Aggressive high-tech approaches to pain management are not feasible in developing countries, which are facing an epidemiological transition characterized by the double burden of communicable and non-communicable diseases. WHO has initiated the "community health approach to palliative care for HIV/AIDS and cancer patients in Africa project." The goal of this project is to improve the quality of life of patients and their families in African countries by development of home based palliative care programs with a public health approach that will provide comprehensive care including pain relief. In resource-starved areas with poor healthcare infrastructure, this may be the only feasible means of providing adequate access to palliative care.
For the majority, of the cancer patients, in sub-Saharan Africa including Kenya, key barriers to adequate pain management are not the lack of technology but poverty and health system inequity. The fact that there exists successful hospice programs based in the rural areas, which are funded through charity; to provide home care services, means that, similar models can be replicated in the rest of the country. Furthermore, for the few who can afford, comprehensive cancer care; diagnostics and treatment including chemotherapy, radiotherapy, and surgery, is available from selected private healthcare providers. Cancer pain management should not be seen as a technical issue to be left to the specialists, an issue of benevolence to be dealt with by charitable institutions, or a commodity to be sold by private hospitals. The role of all stake holders, health workers, families, policy makers needs to be redefined and recast in a framework where every cancer patient, everywhere, even the most marginalized, is assured of adequate pain control and is empowered to demand and access this as a right. Bridging the gap between what is known and what is practiced will entail: · Empowering Oncology professional associations and other groups involved in Cancer with advocacy skill to get cancer high in the healthcare agenda. · Securing political support and persuading the law-makers to ensure that legislation will be put in place to empower nurses to prescribe, dispense, and administer Opioid analgesics to patients. · Capacity building for leaders in cancer care to enable them get cancer, and management of associated symptoms including pain adequately addressed in the medical and nursing school curriculum. · Investing sufficient resources in health and allocating these funds equitably among the healthcare priorities, giving cancer care the attention it deserves. · Collaboration with international partners in funding and supporting specific Cancer programs, including but not limited to public and professional education Programs, provision of education materials and screening campaigns.
CONCLUSION.
Cancer pain management should be seen as a global public health problem otherwise efforts to address it will not make much impact in the world. There is need for International support in setting up comprehensive Cancer Management programs in resource poor countries of the developing world.
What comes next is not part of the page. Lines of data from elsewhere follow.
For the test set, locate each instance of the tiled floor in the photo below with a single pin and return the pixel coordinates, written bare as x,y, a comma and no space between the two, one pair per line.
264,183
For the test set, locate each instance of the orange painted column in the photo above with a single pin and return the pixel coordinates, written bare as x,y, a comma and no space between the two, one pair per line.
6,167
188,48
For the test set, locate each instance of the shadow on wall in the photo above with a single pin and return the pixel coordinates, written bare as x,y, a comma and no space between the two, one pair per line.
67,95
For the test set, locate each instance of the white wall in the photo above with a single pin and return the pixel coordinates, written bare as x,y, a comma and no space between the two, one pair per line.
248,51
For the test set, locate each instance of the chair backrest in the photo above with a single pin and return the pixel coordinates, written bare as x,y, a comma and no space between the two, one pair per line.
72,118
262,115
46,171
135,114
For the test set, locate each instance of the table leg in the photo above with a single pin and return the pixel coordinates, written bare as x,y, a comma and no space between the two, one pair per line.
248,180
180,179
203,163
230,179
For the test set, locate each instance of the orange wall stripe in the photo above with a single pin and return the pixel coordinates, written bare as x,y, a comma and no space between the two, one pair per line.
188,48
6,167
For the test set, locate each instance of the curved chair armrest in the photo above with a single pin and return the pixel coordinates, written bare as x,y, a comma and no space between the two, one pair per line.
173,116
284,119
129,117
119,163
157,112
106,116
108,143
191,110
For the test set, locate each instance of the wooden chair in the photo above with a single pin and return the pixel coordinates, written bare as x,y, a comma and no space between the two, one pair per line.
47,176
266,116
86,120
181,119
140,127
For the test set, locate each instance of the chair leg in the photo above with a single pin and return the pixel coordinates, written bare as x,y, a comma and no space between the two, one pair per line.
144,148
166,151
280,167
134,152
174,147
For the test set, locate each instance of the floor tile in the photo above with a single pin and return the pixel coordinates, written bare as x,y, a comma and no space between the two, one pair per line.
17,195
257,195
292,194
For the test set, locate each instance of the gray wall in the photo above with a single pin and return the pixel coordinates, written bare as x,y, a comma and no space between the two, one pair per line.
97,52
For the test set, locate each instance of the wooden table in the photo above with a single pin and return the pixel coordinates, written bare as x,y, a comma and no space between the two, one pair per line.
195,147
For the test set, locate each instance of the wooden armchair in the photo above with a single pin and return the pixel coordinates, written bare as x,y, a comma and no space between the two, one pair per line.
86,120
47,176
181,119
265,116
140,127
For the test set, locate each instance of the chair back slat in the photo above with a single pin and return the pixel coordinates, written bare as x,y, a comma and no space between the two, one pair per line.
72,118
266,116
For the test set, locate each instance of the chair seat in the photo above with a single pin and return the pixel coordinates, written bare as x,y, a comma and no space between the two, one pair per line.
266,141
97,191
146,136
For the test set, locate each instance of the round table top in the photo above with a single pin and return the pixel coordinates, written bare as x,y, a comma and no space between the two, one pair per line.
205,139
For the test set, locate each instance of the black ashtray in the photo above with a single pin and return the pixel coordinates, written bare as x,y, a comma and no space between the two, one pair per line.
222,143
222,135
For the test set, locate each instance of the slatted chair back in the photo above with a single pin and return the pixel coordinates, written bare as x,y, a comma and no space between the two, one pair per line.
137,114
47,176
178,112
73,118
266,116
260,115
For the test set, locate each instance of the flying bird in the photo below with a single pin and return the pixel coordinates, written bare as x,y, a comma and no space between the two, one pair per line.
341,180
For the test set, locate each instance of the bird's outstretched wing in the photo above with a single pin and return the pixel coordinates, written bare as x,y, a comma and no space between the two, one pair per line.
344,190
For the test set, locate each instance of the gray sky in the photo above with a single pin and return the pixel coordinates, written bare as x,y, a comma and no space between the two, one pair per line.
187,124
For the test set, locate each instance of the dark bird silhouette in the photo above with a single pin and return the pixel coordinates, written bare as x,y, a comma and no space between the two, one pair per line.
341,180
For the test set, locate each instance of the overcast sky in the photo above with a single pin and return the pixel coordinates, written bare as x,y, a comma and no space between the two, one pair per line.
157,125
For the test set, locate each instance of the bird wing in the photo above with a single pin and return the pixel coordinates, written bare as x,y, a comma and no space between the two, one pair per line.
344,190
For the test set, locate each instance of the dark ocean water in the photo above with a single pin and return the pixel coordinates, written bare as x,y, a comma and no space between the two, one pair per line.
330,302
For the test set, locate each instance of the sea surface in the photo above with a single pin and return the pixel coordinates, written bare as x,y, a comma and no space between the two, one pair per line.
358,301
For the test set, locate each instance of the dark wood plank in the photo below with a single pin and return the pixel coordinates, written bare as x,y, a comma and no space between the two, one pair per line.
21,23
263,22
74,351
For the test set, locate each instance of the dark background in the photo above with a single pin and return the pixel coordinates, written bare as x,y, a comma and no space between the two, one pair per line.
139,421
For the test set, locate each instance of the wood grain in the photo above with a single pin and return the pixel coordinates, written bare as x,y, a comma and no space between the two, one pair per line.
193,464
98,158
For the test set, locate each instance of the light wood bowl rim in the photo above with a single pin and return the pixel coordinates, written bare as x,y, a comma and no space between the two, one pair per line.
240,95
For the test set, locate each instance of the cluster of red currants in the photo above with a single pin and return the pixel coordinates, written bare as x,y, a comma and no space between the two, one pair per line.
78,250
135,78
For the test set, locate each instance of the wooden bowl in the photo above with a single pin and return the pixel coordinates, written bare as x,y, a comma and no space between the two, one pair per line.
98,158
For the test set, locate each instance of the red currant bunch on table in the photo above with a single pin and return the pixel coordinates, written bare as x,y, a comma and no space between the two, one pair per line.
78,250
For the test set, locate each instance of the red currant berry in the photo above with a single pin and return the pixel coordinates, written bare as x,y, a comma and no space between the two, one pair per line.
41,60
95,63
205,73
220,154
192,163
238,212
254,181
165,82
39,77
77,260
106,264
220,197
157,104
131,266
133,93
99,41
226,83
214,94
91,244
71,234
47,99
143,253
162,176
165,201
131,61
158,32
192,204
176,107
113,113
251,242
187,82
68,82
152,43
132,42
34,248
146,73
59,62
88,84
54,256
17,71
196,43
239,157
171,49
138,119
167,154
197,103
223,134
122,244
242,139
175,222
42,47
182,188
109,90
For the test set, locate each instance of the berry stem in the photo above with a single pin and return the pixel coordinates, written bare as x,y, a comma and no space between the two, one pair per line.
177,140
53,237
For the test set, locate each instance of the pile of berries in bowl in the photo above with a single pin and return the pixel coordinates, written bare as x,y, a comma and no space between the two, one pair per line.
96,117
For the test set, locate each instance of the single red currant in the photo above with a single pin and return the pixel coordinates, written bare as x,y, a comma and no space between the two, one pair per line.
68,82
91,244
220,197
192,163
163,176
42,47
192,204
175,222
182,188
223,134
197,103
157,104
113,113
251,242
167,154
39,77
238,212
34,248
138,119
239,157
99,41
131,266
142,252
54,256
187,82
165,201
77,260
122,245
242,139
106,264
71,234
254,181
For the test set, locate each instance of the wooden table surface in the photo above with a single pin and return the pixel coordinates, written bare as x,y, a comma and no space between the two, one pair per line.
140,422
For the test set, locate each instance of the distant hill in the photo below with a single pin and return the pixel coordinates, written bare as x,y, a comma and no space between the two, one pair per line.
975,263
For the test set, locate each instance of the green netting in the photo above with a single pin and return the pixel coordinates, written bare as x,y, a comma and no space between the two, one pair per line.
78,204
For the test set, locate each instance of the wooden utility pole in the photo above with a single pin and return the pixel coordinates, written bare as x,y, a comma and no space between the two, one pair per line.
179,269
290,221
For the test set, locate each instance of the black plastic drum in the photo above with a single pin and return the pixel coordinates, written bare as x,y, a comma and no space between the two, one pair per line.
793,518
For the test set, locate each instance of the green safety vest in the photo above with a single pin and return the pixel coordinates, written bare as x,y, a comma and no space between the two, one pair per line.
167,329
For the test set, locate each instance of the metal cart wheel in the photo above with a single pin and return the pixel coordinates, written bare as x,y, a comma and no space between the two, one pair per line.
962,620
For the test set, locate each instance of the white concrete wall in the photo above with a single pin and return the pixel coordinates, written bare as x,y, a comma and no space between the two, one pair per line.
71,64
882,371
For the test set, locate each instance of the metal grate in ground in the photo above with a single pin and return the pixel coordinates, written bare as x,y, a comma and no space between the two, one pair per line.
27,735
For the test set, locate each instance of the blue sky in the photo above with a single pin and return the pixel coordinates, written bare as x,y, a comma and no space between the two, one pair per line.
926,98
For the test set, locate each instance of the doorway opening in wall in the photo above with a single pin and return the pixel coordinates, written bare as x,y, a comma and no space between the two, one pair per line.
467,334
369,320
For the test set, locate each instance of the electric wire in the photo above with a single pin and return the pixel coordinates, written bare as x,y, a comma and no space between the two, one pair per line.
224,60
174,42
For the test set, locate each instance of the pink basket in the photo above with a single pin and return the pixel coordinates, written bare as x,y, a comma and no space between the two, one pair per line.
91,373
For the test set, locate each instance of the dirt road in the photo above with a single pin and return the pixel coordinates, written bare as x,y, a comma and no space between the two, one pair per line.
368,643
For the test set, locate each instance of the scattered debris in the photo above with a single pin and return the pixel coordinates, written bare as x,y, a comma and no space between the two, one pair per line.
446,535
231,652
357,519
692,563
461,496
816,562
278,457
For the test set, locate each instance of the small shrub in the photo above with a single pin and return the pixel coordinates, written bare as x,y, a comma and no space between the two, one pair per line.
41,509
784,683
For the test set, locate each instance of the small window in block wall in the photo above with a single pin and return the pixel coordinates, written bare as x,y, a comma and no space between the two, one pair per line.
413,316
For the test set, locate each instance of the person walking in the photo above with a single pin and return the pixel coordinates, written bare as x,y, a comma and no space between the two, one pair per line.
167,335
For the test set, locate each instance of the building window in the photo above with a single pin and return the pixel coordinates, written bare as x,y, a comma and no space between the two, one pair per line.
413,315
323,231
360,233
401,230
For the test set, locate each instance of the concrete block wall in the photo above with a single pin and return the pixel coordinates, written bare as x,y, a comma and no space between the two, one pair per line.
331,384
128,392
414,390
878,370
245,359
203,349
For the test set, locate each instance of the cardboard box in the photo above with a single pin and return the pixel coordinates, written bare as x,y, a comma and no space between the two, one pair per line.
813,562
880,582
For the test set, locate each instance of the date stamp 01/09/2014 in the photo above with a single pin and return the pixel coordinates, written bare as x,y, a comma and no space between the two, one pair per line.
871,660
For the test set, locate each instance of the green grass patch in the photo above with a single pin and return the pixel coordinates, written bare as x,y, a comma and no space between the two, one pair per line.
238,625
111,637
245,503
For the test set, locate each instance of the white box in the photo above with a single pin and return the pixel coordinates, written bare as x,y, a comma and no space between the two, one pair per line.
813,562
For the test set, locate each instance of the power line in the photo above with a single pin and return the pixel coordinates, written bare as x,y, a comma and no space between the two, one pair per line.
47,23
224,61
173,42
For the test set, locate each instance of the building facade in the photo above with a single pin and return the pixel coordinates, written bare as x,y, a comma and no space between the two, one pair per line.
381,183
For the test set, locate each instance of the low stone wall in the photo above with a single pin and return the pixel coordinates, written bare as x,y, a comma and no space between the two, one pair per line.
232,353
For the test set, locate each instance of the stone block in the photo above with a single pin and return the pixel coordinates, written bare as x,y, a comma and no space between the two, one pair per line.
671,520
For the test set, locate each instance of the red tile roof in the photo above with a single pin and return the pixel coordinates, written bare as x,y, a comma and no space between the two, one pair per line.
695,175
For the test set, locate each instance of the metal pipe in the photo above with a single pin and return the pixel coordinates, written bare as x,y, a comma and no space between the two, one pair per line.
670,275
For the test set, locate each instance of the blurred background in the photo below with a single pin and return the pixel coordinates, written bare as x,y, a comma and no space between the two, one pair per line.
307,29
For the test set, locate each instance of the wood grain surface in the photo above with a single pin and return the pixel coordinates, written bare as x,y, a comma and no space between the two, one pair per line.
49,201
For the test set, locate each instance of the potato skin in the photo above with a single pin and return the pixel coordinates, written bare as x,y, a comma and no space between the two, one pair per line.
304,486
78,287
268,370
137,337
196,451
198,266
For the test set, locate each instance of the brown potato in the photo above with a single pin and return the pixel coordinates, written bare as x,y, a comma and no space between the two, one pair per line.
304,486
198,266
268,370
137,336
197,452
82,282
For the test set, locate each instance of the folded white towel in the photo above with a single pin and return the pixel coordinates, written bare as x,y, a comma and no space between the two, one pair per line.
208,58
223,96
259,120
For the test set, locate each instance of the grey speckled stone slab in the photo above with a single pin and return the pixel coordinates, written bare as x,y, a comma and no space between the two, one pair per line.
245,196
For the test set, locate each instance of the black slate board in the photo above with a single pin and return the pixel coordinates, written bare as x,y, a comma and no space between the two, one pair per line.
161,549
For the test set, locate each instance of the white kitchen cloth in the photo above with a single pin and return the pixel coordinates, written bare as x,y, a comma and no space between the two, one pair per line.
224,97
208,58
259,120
In the context of the WHO cancer pain relief guidelines, cancer pain is hardly being managed adequately, or regularly for majority of Kenyan cancer patients.
The healthcare scenario in Kenya is such that nurses will continue to play a central role, not only in adapting the WHO guidelines to suit local circumstances, but also in establishing cost effective cancer pain management programs. Though statistics are not available, the number of patients suffering with uncontrolled cancer pain in Kenya and indeed in most of Africa is tragic. The establishment of pain management programs is therefore an urgent and unavoidable humanitarian responsibility. This grave responsibility cannot be met by the nurses in poor countries alone, for it transcends nursing and reflects on the values of society, both locally and globally...[ BMJ editorial, June 2002.]